Membaca
“aksi damai” tanggal 2 Desember 2016
haruslah dilihat dari rangkaian panjang sehingga “suasana sejuk”, “doa bersama” hingga sholat jumat berakhir damai,
kondusif dan bikin adem.
Rangkaian
panjang dari tanggal 4 November 2016 bukanlah kemudian dibaca semata-mata
tanggal 2 Desember. Ada rangkaian panjang peristiwa, strategi Jokowi yang
kemudian dengan ciamik dimainkan oleh Kapolri, Tito Karnavia (Tito).
Dengan
ditetapkannya Ahok sebagai tersangka, dorongan untuk “memproses” hukum kepada Ahok menemukan momentum. Aspirasi umat
islam menemukan ruang sehingga proses hukum kemudian bergulir ke Pengadilan.
Namun
disisi lain, Tito sebagai “wong Palembang”
tidak kalah gertak dengan ancaman demo yang disuarakan berbagai kalangan agar
Ahok kemudian “ditahan”. Tito tidak
mau tunduk dengan persoalan “penahanan”.
Diibaratkan Kato “wong Palembang”.
Dikasih hati mau minta jantung. Tito tidak kalah gertak.
Seruan
Tito terhadap upaya makar sembari Dengan memainkan strategi “mendatangi berbagai organisasi keagamaan”

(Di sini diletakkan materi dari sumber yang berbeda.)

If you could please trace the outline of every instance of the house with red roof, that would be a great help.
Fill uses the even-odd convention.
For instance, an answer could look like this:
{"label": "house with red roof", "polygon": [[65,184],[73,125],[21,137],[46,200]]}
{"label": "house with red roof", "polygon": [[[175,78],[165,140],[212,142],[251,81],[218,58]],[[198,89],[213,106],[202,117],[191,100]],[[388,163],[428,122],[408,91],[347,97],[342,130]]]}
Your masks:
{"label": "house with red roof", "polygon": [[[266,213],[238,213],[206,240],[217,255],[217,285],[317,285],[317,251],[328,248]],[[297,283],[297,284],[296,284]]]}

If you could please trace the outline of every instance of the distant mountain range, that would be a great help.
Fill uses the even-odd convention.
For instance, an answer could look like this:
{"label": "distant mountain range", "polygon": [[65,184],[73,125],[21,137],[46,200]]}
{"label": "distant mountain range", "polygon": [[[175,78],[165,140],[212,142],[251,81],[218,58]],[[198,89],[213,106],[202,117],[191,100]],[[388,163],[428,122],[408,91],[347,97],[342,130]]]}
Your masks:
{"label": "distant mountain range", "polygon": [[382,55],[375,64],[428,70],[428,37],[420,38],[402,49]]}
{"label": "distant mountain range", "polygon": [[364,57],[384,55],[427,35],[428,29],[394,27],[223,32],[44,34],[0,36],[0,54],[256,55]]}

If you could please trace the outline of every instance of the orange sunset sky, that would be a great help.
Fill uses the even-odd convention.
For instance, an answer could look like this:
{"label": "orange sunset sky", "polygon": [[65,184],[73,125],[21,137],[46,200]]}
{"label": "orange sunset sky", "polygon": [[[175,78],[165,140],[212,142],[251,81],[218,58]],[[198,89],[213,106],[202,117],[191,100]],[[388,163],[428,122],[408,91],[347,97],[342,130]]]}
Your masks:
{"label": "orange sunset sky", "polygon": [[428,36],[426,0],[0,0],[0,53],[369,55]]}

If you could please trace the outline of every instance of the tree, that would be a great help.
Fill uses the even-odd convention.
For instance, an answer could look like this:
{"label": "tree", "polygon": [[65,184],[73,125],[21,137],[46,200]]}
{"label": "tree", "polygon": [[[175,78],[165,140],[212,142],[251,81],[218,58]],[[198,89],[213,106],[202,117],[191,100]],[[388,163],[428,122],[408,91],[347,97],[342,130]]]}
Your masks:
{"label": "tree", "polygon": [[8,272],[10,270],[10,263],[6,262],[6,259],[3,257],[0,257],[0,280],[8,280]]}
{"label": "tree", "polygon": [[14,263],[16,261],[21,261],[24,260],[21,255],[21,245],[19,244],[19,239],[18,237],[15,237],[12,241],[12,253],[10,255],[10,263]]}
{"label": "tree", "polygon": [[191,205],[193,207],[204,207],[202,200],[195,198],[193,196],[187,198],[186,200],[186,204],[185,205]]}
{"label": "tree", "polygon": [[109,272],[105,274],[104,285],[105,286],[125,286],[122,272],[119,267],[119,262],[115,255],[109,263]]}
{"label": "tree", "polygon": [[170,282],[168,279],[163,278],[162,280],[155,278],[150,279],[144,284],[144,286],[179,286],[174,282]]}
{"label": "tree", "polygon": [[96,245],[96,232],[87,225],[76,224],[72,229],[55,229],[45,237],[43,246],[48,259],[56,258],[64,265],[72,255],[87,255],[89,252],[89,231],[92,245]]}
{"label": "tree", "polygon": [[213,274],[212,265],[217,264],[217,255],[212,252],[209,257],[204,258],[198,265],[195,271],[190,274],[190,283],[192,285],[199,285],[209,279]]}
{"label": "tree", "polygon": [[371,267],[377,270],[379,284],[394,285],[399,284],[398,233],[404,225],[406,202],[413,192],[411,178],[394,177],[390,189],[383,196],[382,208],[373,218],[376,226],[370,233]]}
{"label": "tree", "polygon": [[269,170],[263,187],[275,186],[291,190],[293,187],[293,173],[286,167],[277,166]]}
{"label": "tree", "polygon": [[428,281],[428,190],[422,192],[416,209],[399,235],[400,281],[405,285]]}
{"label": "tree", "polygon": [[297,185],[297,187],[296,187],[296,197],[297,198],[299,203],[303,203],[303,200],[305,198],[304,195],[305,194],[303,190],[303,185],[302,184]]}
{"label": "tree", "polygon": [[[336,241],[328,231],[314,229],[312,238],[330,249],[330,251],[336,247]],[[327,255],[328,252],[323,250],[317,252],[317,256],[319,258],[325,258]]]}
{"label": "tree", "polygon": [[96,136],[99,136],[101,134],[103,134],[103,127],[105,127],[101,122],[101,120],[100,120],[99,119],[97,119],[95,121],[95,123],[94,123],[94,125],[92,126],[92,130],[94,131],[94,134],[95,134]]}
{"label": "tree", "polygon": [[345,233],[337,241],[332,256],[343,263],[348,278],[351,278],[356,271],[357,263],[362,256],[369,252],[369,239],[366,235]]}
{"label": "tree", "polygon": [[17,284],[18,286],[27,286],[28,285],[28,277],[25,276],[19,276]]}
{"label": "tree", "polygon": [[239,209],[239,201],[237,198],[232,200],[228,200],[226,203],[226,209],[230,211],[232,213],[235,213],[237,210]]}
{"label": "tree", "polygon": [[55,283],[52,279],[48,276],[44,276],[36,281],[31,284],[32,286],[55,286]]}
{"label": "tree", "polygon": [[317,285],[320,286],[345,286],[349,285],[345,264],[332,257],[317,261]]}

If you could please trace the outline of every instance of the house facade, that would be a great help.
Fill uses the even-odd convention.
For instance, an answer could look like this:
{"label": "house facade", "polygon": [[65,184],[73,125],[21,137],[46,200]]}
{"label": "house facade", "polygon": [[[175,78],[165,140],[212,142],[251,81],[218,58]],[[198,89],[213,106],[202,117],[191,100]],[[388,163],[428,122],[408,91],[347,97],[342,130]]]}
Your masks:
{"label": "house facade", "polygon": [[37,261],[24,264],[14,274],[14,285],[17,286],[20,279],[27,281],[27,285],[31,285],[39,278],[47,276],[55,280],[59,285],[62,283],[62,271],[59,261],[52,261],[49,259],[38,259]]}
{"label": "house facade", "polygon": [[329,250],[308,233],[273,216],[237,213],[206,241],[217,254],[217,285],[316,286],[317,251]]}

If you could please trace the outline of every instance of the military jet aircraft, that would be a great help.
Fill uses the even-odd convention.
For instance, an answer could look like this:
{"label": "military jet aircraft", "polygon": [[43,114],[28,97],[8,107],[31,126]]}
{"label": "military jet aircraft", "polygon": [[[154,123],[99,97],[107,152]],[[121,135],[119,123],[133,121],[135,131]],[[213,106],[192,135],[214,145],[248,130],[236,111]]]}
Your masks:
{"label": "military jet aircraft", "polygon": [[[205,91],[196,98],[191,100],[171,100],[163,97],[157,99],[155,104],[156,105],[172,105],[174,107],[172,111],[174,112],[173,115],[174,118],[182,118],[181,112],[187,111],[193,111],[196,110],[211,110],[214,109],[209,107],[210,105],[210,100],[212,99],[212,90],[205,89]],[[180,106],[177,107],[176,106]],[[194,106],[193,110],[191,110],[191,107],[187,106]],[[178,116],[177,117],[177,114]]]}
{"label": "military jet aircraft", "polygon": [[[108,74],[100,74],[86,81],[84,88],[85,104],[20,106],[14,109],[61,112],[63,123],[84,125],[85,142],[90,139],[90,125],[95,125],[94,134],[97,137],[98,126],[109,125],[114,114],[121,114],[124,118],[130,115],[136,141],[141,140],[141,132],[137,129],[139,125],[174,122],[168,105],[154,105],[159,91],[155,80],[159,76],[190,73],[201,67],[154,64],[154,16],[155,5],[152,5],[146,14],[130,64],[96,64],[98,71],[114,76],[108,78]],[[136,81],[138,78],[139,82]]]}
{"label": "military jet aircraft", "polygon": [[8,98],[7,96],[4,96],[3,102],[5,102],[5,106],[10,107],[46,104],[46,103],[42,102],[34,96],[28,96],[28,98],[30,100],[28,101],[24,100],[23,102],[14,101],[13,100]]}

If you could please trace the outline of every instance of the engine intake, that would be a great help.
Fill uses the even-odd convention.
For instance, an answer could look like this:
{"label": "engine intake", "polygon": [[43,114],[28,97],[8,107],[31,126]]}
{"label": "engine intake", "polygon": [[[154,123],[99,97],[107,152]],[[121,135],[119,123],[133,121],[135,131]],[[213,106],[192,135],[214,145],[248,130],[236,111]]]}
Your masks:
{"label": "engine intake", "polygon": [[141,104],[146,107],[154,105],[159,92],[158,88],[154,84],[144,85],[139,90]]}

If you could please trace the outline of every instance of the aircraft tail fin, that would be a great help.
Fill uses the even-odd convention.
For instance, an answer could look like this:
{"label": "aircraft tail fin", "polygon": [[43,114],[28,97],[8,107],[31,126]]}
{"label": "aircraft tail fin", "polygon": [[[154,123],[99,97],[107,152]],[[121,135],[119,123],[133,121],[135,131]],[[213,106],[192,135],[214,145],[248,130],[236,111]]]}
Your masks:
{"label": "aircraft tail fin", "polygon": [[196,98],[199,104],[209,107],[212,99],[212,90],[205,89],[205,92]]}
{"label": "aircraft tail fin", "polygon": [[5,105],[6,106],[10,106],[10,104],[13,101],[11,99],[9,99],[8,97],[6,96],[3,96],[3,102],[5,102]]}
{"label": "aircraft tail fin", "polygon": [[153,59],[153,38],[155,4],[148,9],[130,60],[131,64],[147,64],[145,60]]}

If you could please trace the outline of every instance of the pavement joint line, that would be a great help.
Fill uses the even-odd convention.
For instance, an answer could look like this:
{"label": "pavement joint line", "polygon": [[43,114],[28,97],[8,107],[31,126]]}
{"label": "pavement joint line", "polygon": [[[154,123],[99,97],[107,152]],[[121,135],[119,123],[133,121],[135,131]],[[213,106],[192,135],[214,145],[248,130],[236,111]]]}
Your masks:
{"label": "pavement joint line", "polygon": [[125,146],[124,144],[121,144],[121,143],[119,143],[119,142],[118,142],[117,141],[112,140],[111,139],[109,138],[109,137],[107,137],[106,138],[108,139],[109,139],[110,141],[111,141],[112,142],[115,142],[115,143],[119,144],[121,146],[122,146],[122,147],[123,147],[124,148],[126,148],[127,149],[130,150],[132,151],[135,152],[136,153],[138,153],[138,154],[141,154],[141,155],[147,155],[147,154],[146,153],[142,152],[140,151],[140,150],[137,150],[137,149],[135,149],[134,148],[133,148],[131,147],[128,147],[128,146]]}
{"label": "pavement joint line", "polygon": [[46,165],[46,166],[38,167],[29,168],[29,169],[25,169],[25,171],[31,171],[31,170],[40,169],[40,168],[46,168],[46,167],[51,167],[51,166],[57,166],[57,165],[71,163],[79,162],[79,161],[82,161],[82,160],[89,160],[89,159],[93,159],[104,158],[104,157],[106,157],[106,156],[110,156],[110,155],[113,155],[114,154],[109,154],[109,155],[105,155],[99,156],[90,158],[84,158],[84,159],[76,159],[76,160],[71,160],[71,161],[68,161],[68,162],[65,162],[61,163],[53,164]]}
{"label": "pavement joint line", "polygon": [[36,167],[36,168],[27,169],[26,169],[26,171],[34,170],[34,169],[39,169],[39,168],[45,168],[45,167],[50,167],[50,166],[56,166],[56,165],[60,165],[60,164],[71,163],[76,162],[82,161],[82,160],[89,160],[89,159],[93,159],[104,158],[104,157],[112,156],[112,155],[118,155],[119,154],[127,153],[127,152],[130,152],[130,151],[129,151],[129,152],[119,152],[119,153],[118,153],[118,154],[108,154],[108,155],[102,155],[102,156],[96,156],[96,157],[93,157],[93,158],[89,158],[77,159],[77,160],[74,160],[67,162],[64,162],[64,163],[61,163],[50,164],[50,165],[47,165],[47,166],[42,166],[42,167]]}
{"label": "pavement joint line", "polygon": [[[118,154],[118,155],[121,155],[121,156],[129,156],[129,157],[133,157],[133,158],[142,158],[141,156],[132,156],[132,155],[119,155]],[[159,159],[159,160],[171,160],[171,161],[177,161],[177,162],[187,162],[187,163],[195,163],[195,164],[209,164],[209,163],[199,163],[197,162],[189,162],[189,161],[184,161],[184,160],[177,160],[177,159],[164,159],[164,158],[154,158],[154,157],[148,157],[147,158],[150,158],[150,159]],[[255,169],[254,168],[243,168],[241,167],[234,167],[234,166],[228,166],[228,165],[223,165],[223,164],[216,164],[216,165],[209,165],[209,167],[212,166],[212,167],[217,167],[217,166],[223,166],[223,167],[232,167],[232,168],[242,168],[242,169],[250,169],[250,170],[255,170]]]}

mengabarkan ada “penumpang gelap”
yang memboncengi aksi susulan, Tito terus merapikan pasukan agar tidak
menggunakan kekerasan didalam menghadapi unjuk rasa susulan. Kekuatan Tito
kemudian didukung oleh Panglima TNI yang terus keliling mengabarkan upaya makar
berhasil menempatkan duetnya untuk
mengawal dari rongrongan dari “hidden
agenda”.
Upaya
ini berhasil selain kemudian NU secara tegas mengeluarkan fatwa dan disusul MUI
yang mempercayakan proses hukum kepada Kapolri.
Namun
Tito tetap membuka ruang terhadap aspirasi yang menghendaki doa bersama, sholat
Jumat. Sebuah diplomasi yang terus menerus ciamik dimainkan oleh Tito.
Selain
itu, diplomasi “soft” namun tegas
yang memastikan kegiatan berakhir dengan sholat Jumat merupakan salah satu
bentuk untuk mengukur “keseriusan” agenda
sholat jumat dan membuang agenda diluar sholat jumat.
Sembari
itu, Tito yang berlatar belakang pengalaman panjang anti terorisme terus
membongkar sindikat terorisme yang menggunakan momentum aksi umat islam untuk “hidden agenda”.
Penangkapan
terorisme kemudian disusul membongkar rangkaian upaya makar kemudian berhasil “meminggirkan” penumpang gelap yang
menggunakan aksi damai tanggal 2 Desember. Upaya yang rapi, tanpa riak kemudian
berhasil menempatkan tanggal 2 Desember sebagai aksi semata-mata “berdoa” tulus kepada Tuhan Yang Maha Esa
sembari proses hukum terhadap Ahok dikawal.
Ketenangan
Tito membaca situasi kemudian menentramkan Jokowi sehingga Jokowi kemudian
sholat jumat sehingga tujuan aksi damai umat Islam bertujuan mulia.
Upaya
ini kemudian menempatkan Tito sebagai “dirijen”
yang mengatur irama dan menempatkan tanggal 2 Desember sebagai doa dan sholat
Jumat bersama.
Tito
berhasil “memisahkan” doa bersama
dengan “penumpang gelap” yang menumpang
aksi tanggal 2 Desember.
Sekarang
kemudian kita mudah membaca. Strategi ciamik
yang dimainkan Tito kemudian disusul dengna ditangkapnya beberapa orang
yang disebut sebagai “upaya makar’.
Cara ini kemudian berhasil.
Publik
kemudian mulai memahami. Mana agenda makar dan mana agenda tulus terhadap doa
bersama kepada Indonesia.
Terima
kasih, Pak Kapolri. Terima kasih diplomat ulung. Satu periode sulit berhasil
dilewati nyaris tanpa riak-riak berarti.